The largest fraternity on the University of Wisconsin campus expects to have a new home by 2010 after a late-night blaze destroyed their residence and caused more than $1 million in damage last May.
A fire reportedly caught near the base of the Sigma Phi Epsilon house at 237 Langdon St. last May, burning most of the second and third floors until the Madison Fire Department was able to stop the flames.
Ryan Sugden, vice president of the SigEp alumni board, said the fraternity expects to open a new, state-of-the-art house on the same property as the old building by fall 2010.
“We’re going to be surveying other Sigma Phi Epsilon chapters across the country and other fraternities on campus and across the country to build and develop the best fraternity house possible,” Sugden said.
Twenty SigEp members will be sharing space with Tau Kappa Epsilon this academic year, and officials said they hope to rent their own house on Langdon Street for 2009-10.
The city of Madison has deemed the burned house unstable, and the fraternity is seeking approval to demolish it.
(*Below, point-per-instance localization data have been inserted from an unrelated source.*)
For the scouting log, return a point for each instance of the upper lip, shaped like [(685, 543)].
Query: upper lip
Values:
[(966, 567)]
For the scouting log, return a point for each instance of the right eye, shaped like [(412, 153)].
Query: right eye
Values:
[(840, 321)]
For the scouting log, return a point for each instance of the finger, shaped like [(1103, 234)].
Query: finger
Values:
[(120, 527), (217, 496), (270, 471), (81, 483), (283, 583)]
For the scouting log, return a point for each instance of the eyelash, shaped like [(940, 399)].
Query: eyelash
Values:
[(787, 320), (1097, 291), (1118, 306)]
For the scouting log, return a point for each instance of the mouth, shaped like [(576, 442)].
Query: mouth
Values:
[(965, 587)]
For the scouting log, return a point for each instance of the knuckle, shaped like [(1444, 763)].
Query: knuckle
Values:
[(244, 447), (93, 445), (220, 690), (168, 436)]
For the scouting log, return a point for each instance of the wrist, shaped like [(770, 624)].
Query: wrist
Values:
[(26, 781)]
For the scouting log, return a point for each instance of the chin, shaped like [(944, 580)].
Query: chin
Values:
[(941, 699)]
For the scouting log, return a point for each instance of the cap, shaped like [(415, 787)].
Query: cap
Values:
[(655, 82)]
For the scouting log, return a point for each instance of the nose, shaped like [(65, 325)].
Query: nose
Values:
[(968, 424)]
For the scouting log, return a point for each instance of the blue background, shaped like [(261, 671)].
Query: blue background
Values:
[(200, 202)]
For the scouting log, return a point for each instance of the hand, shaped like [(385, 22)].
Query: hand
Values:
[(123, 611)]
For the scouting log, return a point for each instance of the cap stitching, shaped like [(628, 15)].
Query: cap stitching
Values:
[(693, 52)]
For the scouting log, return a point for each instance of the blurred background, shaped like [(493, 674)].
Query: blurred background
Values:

While Sugden said he hoped it would be done by the end of the summer, demolition will likely not begin until September.
Sugden said he predicts the fraternity’s incoming rush classes to drop as a result of the fire but expects to remain one of the largest fraternities on campus.
“We will not use the fire as an excuse to explain away any drop in recruitment or any drop in the good actions we do on campus, including our philanthropic events and community service,” Sugden said.
SigEp president Mike Miesen said in order to keep recruitment up, the fraternity must become more “creative.”
“It’s a long process, but at the end we’re going to have a pretty cool-looking house,” Miesen said, adding an extensive library and a gym may be a part of the new SigEp residence.
MFD has yet to determine the cause of the fire, and Sugden said an independent investigation by the fraternity’s insurance company found the fire started outside the house.
But MFD spokesperson Bernadette Galvez said the department has not ruled any of the possibilities out and that the investigation is still ongoing.
“We don’t have enough pieces of the puzzle to determine the cause of the fire at this time, but there are more pieces of the puzzle out there that we are attempting to obtain,” Galvez said.
Nearly all members living in the house at the time of the fire had insurance to cover their losses, which Sugden said for totaled nearly $20,000 for some fraternity members.